Oleh: Zulkifli S Ekomei *
WAHAM kekuasaan? Barang kali istilah yang tidak pernah ditemukan pada tulisan manapun, seperti halnya istilah UUD Palsu (sebutan untuk UUD 1945 hasil perubahan atau tepatnya penggantian). Ya ibarat orang buang angin, tidak ada bentuknya tapi ada baunya, bau busuk yang mengganggu pikiran orang-orang waras dan hanya orang waras yang bisa menangkap makna tersirat dari istilah waham kekuasaan dan UUD Palsu.
Dalam ilmu kedokteran jiwa, dikatakan bahwa waham sering dijumpai pada penderita gangguan mental yang merupakan salah satu dari gejala gangguan isi pikir. Waham merupakan keyakinan palsu yang timbul tanpa stimulus yang cukup dan mempunyai ciri-ciri: “tidak realistik.”

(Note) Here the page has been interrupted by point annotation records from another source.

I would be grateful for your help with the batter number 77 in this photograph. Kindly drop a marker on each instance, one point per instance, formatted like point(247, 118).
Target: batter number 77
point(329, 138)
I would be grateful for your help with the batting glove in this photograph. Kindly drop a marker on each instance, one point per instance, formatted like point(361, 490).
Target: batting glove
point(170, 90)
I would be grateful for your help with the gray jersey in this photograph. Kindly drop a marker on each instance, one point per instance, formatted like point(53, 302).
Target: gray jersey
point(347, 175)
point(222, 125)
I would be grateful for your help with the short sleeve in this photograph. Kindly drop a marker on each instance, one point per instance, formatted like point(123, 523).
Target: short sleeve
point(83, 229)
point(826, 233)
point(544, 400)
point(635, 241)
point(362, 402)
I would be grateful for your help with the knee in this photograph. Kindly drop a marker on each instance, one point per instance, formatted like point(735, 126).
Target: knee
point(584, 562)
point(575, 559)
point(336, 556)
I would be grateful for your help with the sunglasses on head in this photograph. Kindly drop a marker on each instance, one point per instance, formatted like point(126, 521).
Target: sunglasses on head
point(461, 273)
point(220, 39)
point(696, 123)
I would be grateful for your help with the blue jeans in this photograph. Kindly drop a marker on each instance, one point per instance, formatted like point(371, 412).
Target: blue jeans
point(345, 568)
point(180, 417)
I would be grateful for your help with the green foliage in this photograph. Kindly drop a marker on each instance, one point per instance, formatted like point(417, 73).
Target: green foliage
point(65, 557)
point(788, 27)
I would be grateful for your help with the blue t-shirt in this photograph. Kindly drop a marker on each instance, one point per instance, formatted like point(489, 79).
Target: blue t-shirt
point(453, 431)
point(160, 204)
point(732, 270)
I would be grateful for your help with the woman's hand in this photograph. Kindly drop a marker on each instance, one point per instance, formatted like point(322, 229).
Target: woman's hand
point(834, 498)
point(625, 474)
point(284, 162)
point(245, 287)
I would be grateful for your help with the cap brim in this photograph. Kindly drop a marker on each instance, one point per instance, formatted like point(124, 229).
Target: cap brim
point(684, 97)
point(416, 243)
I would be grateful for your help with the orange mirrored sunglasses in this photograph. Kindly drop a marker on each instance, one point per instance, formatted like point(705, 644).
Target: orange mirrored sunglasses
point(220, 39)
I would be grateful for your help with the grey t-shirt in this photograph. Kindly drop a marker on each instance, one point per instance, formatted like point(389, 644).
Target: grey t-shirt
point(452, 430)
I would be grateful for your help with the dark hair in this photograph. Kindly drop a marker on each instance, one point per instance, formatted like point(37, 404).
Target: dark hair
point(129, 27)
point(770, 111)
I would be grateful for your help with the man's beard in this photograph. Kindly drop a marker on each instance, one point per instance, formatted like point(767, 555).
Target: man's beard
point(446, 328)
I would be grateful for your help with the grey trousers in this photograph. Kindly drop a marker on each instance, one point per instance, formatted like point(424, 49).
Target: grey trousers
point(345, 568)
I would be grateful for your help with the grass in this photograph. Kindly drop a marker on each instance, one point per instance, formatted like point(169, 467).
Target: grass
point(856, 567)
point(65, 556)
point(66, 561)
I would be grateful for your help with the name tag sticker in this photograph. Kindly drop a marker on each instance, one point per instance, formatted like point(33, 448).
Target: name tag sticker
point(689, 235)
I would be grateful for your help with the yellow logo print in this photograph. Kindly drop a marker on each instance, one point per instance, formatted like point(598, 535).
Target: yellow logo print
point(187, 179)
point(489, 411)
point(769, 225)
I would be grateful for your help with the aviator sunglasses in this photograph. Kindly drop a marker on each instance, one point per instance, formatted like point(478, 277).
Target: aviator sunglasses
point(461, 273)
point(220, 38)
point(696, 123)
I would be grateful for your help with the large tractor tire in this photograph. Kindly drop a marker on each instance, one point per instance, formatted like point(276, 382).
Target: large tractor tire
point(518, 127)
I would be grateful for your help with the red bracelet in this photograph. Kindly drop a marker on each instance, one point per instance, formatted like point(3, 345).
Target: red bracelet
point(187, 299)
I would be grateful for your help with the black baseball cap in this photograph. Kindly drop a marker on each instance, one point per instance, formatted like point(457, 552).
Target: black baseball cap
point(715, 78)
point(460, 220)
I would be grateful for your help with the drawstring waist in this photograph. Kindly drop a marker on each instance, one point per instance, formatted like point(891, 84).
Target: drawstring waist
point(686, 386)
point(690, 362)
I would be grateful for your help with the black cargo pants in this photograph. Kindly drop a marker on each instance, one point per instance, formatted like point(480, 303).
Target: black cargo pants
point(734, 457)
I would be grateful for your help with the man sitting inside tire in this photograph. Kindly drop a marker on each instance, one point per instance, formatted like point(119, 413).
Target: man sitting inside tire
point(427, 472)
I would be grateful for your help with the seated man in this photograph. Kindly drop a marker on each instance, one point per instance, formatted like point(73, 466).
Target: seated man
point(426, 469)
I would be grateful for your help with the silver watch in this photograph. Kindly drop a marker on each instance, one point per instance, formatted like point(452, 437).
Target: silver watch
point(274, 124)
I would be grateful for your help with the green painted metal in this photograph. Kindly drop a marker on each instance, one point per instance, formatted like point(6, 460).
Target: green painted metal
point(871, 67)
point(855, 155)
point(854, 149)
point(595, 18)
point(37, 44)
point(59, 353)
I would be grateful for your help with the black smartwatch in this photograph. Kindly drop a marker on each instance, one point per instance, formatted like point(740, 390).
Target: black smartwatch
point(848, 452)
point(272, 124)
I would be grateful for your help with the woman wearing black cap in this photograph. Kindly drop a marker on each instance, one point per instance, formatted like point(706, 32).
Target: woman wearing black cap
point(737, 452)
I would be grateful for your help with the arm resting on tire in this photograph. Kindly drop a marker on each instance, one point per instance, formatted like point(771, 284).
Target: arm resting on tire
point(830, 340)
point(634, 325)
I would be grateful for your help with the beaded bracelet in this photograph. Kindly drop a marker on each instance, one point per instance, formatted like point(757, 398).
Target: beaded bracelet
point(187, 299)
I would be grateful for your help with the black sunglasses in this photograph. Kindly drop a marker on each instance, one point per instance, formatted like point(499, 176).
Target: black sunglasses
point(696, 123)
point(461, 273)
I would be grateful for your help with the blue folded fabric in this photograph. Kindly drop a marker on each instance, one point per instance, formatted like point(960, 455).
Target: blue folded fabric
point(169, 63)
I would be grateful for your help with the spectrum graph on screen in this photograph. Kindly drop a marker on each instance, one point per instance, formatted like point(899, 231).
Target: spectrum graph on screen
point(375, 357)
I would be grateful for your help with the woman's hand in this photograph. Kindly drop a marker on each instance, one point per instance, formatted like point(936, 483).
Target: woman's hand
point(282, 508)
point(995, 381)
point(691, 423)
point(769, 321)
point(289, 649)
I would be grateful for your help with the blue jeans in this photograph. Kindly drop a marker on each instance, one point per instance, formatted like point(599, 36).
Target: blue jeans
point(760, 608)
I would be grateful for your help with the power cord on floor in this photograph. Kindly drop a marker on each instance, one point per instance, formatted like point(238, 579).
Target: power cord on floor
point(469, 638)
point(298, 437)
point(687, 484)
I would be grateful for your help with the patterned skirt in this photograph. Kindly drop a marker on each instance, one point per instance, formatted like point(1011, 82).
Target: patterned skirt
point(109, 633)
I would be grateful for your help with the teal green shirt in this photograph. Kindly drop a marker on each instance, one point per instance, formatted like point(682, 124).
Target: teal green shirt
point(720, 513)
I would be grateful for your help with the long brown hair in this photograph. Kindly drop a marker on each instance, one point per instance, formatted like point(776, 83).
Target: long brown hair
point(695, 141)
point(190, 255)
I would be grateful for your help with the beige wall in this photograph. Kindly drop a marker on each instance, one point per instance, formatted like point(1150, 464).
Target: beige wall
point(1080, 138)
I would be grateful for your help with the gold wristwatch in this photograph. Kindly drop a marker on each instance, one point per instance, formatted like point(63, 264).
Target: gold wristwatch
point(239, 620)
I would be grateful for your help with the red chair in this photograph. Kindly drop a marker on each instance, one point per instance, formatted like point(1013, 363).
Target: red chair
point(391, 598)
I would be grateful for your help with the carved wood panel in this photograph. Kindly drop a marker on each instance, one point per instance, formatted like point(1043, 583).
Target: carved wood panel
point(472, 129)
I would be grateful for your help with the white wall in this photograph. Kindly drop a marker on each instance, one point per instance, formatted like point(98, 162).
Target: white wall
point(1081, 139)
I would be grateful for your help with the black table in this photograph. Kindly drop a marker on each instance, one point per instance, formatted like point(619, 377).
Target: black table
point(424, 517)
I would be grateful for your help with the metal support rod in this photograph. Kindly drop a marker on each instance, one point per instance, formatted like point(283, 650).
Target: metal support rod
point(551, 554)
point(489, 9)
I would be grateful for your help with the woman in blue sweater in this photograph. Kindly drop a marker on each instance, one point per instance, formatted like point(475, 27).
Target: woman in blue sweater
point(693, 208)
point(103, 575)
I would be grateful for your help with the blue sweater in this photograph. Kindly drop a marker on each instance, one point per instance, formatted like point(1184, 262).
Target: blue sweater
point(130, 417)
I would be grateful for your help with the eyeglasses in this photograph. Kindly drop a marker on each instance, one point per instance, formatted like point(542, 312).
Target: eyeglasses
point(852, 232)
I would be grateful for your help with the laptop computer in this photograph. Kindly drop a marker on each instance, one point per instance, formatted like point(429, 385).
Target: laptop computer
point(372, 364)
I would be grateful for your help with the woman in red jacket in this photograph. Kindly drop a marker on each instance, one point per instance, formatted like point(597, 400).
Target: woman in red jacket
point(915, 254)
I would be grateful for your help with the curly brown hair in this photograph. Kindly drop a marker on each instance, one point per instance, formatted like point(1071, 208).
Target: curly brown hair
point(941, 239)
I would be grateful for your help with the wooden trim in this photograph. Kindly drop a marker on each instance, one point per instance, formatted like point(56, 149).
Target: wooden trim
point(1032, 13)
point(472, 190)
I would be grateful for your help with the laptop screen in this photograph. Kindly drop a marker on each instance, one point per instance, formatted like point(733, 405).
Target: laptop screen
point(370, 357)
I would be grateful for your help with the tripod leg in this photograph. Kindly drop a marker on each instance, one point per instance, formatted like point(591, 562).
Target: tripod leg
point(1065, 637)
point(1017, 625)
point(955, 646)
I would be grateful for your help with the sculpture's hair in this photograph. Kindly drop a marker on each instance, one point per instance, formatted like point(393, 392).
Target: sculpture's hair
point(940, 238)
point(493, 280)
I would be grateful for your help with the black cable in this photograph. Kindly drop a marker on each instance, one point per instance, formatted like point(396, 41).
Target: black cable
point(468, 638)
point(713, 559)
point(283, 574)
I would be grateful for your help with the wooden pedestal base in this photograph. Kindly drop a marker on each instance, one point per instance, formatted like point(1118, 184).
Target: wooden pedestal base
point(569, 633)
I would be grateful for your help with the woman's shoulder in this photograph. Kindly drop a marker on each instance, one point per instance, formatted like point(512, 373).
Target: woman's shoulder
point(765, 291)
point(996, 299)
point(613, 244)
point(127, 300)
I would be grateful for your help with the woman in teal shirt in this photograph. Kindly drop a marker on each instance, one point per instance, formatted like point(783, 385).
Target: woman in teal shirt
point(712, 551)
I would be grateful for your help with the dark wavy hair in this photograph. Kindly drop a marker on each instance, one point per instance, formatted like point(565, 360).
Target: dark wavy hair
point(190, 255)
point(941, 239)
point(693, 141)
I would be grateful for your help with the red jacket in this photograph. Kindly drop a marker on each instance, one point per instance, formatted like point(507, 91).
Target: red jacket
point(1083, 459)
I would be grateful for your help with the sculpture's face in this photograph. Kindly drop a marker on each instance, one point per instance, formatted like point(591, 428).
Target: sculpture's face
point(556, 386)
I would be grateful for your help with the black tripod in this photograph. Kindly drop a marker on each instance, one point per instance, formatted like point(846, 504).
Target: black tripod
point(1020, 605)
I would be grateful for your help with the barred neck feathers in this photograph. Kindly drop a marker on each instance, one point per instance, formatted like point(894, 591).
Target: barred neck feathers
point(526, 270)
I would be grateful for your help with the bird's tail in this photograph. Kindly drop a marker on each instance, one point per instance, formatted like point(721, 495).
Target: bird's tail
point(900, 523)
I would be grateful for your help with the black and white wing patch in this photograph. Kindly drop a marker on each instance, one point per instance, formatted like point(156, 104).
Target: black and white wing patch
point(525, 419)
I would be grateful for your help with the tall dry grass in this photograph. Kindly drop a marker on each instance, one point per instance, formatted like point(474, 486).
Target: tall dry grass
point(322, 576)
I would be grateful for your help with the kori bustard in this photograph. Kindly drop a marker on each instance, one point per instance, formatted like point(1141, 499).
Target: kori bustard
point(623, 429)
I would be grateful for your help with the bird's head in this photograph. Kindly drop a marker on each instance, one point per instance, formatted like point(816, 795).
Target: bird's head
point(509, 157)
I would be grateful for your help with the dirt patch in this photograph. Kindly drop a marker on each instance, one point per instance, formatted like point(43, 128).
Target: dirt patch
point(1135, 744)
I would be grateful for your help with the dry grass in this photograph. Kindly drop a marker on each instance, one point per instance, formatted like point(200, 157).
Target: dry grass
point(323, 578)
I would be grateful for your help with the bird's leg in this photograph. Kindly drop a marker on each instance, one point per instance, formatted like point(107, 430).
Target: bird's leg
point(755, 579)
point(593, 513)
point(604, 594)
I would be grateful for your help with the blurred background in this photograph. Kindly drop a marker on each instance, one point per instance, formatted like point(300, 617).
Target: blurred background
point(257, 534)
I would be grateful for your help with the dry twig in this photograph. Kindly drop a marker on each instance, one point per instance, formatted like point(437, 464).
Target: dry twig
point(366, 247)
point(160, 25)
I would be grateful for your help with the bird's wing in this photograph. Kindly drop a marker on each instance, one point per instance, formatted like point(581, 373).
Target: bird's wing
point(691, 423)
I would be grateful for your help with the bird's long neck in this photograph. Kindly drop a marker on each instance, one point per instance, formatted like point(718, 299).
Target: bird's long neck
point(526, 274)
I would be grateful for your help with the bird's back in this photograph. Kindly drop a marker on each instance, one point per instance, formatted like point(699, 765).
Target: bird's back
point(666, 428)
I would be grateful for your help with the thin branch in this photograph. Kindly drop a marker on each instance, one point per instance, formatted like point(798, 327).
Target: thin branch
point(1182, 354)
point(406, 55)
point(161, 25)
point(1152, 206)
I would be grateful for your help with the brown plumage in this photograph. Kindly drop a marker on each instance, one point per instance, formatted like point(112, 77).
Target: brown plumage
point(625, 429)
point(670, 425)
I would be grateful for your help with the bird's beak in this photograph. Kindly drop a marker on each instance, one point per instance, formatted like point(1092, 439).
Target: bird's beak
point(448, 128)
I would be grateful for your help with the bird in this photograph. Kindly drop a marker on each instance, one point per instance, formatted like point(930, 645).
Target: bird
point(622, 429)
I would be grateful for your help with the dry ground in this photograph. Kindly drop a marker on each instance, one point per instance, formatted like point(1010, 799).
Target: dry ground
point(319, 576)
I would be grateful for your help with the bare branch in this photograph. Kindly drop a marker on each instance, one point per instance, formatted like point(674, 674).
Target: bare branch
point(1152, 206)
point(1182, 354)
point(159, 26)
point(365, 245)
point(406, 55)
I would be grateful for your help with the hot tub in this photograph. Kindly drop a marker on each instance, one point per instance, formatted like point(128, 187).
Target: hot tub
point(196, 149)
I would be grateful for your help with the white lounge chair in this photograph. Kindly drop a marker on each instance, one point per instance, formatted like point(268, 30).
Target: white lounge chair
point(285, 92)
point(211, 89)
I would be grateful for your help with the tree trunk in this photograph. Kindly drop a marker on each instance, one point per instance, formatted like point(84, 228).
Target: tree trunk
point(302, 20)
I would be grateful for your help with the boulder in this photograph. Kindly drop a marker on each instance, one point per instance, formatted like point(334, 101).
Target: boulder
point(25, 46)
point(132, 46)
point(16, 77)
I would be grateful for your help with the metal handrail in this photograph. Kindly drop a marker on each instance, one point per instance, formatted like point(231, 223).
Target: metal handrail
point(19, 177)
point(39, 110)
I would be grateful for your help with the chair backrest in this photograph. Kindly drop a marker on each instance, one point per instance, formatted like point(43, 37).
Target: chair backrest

Waham atau yang juga kerap disebut dengan delusi ialah kondisi ketika seseorang mempercayai sesuatu yang keliru. Meskipun sudah banyak bukti yang menunjukkan bahwa apa yang dipercayainya tidak sesuai dengan kenyataan. Seseorang yang mengalami delusi tetap akan bertahan pada pemikirannya.
Entah karena kebetulan atau memang disiapkan oleh “tangan-tangan yang tidak terlihat”, Presiden yang terpilih berdasarkan UUD’45 Palsu ternyata disinyalir mengalami waham. Ada waham kebesaran, ada waham curiga, dll sehingga tindakannya terkesan berlebihan dan tidak terukur serta sulit difahami orang waras.
Hal mendasar yang terjadi akibat diberlakukannya UUD 2002 atau UUD ’45 Palsu adalah pemilihan presiden langsung (Pilpressung), bukan Pilpres di MPR yang menurut UUD 18 Agustus 1945 adalah pelaksana sepenuhnya kedaulatan rakyat dan menjadi tempat berhimpun wakil – wakil rakyat berdasar keterpilihan (anggota DPR) dan berdasar utusan seperti Utusan Daerah dan Utusan Golongan.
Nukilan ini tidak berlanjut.